Rouge gueule de bois par MarianneL
1965 - Fredric Brown, écrivain déjà reconnu, connaît une panne durable d’inspiration et enchaîne cuite sur cuite, pendant que sa femme s’échine à sa biographie sur la machine à écrire, espérant ainsi lui redonner le goût d’écrire.
«Il s’éveilla d’un rêve d’échecs, de mitraillade et de désolation. Un temps, il s’espéra ailleurs, loin du blanc exaspérant de sa chambre à coucher. Puis il entendit, depuis le bureau, le crépitement de l’IBM, et sut qu’il était malade.»
De sa rencontre improbable avec Roger Vadim, cinéaste frenchie, également expert en conception de cocktails, et de leur amitié quasi-instantanée, germe dans le cerveau de Fredric Brown l’idée d’un roman et d’un crime parfait.
«Deux bouteilles de bière vinrent compléter le tableau et Brown constata, satisfait, que son vis-à-vis ne rechignait pas à s’y aboucher. En quelques secondes, la mécanique lubrifiée de son cerveau pronostiqua un futur crédible, dans lequel il ne dînerait pas avec son épouse, pas plus qu’il n’irait chercher sa voiture au Dotted Lion. Seul le lieu où ils échoueraient restait encore mystérieux, occulté par les voiles toujours flottants des possibilités.»

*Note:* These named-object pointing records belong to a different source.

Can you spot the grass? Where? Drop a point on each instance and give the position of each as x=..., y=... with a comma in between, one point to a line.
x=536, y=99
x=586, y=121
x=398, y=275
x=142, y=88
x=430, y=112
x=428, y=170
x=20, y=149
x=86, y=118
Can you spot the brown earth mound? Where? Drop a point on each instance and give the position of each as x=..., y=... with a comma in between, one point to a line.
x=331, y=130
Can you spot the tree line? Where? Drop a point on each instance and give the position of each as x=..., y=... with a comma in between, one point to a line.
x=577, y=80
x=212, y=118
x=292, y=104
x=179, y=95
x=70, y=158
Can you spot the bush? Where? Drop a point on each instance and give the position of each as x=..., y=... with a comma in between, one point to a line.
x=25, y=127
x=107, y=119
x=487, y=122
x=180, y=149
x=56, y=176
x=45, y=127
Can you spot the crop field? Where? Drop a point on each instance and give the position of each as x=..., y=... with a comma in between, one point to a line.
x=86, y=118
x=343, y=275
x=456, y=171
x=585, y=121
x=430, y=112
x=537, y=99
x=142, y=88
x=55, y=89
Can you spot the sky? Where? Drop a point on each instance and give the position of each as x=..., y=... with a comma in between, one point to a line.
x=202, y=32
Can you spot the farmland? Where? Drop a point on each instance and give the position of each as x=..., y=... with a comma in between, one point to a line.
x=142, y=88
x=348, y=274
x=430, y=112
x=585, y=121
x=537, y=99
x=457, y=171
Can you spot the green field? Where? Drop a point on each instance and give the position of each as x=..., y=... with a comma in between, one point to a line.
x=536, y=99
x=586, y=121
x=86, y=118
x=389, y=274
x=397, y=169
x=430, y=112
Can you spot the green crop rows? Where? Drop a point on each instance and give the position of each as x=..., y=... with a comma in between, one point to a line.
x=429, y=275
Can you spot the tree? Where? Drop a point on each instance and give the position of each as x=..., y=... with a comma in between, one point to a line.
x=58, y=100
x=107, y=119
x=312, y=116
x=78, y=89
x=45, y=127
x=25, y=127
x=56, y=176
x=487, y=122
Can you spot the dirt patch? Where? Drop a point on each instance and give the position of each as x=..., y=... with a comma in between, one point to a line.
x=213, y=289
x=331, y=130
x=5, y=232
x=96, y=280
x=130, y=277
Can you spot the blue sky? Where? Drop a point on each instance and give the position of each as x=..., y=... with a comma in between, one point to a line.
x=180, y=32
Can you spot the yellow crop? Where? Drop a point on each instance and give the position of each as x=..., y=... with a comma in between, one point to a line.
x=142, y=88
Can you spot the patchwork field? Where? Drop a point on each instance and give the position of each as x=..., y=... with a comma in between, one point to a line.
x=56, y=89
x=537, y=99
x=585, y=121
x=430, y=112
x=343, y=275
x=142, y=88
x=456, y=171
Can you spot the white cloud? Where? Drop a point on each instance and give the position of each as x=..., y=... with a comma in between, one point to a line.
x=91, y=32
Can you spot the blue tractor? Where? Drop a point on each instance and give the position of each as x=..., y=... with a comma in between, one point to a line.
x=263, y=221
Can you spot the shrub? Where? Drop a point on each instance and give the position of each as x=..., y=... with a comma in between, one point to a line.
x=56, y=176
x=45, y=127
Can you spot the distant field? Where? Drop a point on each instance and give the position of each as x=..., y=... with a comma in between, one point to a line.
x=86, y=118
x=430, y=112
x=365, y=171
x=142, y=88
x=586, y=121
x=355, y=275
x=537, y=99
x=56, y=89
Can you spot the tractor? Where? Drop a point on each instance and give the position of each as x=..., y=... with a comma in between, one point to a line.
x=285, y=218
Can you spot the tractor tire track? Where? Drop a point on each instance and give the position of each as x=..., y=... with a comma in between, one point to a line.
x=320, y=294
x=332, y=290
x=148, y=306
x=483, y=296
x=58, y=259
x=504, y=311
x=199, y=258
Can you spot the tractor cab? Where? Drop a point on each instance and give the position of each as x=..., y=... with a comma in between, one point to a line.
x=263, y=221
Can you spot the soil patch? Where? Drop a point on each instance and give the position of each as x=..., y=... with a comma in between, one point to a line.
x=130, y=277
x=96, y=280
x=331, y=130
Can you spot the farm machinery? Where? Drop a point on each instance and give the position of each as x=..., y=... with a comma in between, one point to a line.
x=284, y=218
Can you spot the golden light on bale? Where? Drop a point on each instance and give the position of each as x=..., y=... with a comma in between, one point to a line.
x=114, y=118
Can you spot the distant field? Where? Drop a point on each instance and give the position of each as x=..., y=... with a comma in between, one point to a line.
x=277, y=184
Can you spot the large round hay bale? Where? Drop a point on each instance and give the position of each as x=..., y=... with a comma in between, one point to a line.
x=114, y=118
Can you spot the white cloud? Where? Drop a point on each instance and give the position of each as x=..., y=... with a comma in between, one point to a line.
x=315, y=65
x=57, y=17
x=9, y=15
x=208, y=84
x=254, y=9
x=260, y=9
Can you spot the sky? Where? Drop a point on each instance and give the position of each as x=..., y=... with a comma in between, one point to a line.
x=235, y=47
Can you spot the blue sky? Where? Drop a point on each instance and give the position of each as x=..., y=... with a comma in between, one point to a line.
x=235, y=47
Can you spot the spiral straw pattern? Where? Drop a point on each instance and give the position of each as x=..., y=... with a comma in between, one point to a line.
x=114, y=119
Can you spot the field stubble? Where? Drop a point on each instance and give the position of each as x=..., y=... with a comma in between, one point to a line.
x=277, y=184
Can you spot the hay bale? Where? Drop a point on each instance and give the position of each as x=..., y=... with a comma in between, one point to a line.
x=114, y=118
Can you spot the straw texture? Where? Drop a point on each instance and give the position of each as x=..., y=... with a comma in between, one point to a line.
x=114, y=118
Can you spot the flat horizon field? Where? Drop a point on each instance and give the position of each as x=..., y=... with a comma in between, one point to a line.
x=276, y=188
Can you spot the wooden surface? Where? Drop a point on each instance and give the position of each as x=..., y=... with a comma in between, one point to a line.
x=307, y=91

Le crime parfait déraille et se transforme en épopée foutraque depuis l’Arizona jusqu’au Nord du Mexique, sur les traces de Jane Fonda / Barbarella, épouse de Vadim, parcourant les routes d’une Amérique qui conquiert la lune, avec l’alunissage d’Aldrin en cette année 1965, et en même temps se détruit.
De bouteille en bouteille, les événements s’enchaînent, également imbibés de pop et de drogues hallucinogènes, science-fiction déjantée entre noir et gonzo, comme une succession de nouvelles de pulp magazines ; sortie de route sensuelle avec Barbarella, apocalypse déclenchée par des bikers cannibales, rencontre crépusculaire avec des enfants morts-vivants, traques par un FBI extra-terrestre, road-trip beatnik avec une chèvre naine en combi VW…
Nul besoin d’avoir lu l’intégrale de Fredric Brown pour que cette lecture soit jubilatoire, grâce à la virtuosité de la plume de Leo Henry, qui balaie tous les genres et sait raconter toutes les rencontres, de la plus déjantée à la plus authentique. Comme pour les bons breuvages, on en reprendrait volontiers.
«Si jamais on en réchappe, faisons un film sur tout ceci, continuait-il. Juste pour le plaisir d’en boire les colossaux bénéfices non loin d’un volcan en éruption, le cul dans l’eau tiède d’un atoll.»